Mayor Lightfoot, Chicago Teachers Union at Odds Over Plan to Reopen Schools

The mayor previously said she hopes schools will be back in session by the fall - even if changes are necessary

chicago public schools

An adamant Chicago Mayor Lori Lightfoot stated Monday that the city isn't reopening the collective bargaining agreement it forged last fall with the Chicago Teacher's Union amid the coronavirus pandemic.

While the mayor says the Chicago Public Schools and CTU remain in communication regarding discussions to reopen schools, the union asserts that's not the case.

Union representatives claimed the school system has tried to force school clerks back into school buildings without guaranteeing access to personal protective equipment, hand sanitizer or clean facilities.

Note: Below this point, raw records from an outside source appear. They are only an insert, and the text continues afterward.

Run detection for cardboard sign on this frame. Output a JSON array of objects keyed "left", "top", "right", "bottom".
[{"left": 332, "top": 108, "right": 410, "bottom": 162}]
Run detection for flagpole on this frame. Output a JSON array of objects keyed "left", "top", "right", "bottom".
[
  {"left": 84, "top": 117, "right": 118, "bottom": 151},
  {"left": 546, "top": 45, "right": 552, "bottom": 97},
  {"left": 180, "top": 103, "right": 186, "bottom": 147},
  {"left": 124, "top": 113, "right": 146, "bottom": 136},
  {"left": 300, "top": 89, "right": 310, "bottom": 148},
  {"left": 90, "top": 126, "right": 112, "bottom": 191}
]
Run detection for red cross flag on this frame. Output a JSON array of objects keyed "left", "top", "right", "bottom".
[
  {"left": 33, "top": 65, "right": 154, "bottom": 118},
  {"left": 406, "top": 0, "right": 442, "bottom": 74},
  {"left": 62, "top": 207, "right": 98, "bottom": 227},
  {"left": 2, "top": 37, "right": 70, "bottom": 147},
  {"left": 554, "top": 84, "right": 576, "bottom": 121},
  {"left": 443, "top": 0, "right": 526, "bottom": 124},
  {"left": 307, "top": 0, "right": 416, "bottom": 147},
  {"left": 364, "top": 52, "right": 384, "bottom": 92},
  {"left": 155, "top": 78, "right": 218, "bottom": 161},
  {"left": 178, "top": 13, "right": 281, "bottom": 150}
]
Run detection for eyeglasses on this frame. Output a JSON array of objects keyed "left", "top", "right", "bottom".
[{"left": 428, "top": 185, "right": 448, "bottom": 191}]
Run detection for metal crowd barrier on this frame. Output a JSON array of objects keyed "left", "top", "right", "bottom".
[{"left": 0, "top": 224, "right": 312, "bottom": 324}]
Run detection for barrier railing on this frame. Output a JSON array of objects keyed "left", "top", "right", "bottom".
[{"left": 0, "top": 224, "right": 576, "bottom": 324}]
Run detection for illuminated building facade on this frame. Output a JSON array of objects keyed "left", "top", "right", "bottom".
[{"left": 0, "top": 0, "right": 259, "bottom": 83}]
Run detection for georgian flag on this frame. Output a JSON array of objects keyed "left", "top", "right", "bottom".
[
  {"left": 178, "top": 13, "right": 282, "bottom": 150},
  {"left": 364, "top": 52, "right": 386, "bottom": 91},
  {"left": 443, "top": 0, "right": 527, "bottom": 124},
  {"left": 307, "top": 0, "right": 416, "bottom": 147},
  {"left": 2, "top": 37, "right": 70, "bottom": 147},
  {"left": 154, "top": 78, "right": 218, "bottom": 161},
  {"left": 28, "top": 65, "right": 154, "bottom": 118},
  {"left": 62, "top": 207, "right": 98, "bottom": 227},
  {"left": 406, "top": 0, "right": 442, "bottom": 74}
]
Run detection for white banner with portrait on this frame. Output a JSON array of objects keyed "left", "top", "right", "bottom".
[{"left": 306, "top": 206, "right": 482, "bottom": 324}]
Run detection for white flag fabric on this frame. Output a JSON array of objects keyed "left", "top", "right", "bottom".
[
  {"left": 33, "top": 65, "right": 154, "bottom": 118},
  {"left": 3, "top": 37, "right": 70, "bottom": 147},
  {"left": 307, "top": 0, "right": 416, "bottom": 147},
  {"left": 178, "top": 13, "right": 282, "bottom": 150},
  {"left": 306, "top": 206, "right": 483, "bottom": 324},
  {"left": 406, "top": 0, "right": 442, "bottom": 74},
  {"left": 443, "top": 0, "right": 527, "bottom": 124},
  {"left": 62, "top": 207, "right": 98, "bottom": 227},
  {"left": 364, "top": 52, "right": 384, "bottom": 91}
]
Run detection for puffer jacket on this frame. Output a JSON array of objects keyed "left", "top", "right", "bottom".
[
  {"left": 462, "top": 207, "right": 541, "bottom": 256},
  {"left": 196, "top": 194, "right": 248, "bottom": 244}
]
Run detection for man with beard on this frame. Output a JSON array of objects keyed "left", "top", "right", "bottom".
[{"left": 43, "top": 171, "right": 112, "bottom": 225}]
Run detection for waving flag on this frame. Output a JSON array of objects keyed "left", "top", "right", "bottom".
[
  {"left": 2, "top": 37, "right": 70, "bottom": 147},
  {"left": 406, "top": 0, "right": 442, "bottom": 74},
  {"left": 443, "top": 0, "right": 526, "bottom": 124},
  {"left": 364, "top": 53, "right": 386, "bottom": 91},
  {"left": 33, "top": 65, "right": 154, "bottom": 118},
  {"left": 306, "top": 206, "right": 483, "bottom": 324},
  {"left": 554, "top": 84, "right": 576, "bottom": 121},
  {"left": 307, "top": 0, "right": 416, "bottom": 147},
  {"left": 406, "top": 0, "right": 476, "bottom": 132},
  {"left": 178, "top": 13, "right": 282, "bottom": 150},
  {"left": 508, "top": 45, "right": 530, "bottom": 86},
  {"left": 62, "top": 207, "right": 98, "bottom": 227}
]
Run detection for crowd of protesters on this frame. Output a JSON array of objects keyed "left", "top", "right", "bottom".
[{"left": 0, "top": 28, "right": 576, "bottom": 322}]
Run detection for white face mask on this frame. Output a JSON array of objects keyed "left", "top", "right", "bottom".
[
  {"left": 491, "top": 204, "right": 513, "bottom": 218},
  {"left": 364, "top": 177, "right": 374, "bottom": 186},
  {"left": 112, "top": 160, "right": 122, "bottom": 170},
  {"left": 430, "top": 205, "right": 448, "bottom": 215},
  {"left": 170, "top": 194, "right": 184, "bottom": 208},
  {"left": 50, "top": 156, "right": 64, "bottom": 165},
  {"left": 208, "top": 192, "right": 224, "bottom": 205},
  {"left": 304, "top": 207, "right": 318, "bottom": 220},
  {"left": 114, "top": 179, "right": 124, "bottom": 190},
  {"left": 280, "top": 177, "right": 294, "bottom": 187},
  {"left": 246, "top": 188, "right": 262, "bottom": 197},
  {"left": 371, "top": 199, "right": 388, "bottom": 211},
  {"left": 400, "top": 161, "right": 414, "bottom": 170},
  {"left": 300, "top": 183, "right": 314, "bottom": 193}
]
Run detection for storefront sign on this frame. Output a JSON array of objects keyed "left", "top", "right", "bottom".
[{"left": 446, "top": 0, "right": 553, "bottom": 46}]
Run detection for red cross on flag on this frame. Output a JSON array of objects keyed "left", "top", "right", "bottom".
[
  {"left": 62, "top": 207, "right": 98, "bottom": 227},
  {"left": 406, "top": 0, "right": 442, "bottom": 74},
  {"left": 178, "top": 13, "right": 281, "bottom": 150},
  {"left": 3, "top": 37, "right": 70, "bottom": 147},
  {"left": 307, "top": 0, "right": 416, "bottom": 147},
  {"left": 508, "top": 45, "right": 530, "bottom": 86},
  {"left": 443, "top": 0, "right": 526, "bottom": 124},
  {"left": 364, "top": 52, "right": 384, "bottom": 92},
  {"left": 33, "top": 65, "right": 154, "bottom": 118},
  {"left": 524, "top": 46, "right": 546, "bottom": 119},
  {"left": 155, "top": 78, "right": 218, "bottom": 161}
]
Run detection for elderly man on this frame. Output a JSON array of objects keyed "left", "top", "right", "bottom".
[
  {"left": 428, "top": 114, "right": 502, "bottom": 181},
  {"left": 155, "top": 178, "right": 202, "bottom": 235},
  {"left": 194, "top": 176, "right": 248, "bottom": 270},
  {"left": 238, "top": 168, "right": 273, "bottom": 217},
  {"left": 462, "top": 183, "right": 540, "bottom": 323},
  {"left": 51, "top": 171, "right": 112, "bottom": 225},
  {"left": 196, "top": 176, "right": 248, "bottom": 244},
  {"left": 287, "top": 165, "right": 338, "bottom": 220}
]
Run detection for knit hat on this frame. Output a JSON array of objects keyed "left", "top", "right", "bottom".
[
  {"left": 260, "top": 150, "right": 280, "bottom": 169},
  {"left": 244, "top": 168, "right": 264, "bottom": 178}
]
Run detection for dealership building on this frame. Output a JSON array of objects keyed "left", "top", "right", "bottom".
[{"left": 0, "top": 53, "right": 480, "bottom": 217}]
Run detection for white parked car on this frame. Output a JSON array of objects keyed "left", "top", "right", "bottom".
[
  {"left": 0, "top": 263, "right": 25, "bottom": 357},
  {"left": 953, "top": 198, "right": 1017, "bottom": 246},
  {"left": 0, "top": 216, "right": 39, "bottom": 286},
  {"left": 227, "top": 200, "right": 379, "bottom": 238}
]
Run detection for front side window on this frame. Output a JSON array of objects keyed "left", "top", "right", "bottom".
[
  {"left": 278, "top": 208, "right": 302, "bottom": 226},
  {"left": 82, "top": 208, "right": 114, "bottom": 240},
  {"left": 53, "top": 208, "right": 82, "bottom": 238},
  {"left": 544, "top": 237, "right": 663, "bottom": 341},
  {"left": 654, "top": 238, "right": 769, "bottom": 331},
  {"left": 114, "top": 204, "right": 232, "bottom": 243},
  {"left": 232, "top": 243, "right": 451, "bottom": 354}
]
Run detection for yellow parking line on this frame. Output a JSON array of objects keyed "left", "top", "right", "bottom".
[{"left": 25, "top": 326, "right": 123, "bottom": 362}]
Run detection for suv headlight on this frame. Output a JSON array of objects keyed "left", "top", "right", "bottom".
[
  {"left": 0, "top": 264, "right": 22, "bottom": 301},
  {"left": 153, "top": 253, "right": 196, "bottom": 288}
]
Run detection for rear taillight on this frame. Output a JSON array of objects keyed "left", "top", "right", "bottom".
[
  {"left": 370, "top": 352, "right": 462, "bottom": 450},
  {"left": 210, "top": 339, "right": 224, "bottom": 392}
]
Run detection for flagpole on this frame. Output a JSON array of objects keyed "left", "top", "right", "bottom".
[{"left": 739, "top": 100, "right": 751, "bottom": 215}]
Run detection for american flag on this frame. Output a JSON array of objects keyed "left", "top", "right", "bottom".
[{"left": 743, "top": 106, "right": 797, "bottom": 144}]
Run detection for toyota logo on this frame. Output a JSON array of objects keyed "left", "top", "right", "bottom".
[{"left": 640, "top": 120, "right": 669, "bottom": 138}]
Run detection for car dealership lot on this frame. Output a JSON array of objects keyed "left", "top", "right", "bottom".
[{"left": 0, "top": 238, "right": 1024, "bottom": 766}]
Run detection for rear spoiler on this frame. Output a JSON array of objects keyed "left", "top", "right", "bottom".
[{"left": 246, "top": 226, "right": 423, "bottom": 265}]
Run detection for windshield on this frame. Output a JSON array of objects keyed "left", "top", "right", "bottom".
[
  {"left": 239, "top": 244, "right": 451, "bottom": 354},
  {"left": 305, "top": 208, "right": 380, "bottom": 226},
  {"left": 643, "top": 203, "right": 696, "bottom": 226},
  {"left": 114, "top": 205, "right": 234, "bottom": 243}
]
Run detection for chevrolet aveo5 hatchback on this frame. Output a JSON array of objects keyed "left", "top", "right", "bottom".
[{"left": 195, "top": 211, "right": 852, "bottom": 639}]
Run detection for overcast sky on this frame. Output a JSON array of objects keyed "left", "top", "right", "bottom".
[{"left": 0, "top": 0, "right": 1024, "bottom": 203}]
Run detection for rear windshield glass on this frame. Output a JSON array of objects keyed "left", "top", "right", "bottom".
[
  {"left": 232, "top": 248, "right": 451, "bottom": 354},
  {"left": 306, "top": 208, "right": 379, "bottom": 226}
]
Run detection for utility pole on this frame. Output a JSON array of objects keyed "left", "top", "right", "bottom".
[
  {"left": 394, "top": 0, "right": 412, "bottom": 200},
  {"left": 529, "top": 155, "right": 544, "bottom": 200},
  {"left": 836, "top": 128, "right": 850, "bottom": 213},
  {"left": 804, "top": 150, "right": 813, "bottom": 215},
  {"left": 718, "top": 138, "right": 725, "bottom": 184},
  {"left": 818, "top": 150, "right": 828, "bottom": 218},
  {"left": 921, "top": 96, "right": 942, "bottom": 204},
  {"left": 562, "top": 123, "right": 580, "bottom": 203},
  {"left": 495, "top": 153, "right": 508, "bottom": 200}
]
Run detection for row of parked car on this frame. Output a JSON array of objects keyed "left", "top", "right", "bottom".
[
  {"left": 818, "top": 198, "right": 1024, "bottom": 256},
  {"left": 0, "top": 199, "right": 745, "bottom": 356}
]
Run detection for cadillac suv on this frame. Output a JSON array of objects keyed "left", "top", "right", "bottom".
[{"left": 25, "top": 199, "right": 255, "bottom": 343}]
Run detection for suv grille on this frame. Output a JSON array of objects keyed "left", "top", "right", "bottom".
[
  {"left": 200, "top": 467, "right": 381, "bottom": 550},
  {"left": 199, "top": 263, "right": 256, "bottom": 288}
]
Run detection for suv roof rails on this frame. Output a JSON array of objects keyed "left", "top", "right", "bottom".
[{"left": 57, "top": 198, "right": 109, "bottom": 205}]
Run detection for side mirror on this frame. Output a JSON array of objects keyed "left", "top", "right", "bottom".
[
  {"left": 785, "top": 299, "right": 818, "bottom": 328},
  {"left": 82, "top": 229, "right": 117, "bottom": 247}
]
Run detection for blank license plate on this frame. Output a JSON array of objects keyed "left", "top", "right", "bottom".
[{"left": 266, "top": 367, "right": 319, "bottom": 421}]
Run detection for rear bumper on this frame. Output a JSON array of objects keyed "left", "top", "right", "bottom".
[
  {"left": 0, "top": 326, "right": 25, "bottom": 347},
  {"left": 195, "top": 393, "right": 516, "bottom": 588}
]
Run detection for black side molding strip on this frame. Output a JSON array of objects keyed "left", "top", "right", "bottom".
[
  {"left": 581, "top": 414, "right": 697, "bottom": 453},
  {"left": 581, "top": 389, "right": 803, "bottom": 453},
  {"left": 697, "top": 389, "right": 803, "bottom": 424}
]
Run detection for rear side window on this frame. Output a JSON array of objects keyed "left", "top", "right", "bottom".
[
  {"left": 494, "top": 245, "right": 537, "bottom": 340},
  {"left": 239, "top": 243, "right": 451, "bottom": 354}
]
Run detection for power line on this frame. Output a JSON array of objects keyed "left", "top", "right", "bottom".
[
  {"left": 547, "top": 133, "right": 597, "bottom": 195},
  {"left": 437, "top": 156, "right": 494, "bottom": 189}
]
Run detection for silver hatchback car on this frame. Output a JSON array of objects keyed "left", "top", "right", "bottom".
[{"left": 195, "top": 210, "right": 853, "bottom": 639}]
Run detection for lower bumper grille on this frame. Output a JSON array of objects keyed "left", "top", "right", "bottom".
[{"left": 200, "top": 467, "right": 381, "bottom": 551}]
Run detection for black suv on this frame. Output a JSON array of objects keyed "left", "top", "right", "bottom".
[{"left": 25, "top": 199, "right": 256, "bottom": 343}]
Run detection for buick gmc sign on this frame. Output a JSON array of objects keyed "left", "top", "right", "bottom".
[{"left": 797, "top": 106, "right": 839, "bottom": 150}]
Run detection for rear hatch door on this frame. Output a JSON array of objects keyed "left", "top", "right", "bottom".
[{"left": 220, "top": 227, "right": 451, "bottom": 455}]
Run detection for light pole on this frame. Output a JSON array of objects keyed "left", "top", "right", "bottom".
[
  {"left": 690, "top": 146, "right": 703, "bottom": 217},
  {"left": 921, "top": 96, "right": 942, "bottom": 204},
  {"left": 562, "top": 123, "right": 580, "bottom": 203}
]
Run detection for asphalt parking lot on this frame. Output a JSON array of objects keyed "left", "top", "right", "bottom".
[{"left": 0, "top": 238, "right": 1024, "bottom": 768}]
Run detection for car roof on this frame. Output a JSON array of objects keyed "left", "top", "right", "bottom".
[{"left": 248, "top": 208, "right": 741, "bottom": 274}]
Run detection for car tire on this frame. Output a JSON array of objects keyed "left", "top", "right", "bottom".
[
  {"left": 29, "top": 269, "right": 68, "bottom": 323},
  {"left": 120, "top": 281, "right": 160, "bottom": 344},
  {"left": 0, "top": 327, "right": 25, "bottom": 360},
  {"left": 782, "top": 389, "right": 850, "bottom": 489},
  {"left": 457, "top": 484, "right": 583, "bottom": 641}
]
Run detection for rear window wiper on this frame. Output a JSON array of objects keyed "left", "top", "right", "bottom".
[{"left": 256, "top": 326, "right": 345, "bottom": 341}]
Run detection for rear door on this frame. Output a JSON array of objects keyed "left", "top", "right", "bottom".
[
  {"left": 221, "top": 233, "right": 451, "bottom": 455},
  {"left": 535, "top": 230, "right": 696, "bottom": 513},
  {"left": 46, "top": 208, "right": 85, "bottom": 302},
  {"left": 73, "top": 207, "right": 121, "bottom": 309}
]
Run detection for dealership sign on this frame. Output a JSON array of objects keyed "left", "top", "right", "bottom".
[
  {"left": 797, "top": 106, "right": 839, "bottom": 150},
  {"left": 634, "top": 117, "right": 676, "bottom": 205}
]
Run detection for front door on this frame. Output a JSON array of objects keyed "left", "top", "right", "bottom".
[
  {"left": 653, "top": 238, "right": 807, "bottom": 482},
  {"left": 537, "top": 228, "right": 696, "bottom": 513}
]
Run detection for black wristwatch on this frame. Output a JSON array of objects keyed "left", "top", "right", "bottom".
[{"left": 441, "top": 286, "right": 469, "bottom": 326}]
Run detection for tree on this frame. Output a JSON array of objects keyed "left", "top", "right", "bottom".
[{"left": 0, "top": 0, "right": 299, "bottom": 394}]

"The mayor is, in fact, using the COVID-19 pandemic as an excuse to be even less transparent than her predecessor," according to a post on CTU Local 1's website.

In October, a strike by the CTU resulted in canceled classes for at least 11 days before an agreement was reached with the city.

On Monday afternoon, Lightfoot stated that there will be "plenty of time for discussion," but that the city will continue to be guided by public health when deciding on a timeline for reopening schools.

Lightfoot said last week that she hopes city schools will be back in session in the fall — even if changes are necessary. When asked about alternative options like staggered schedules for students, the mayor said discussions were underway.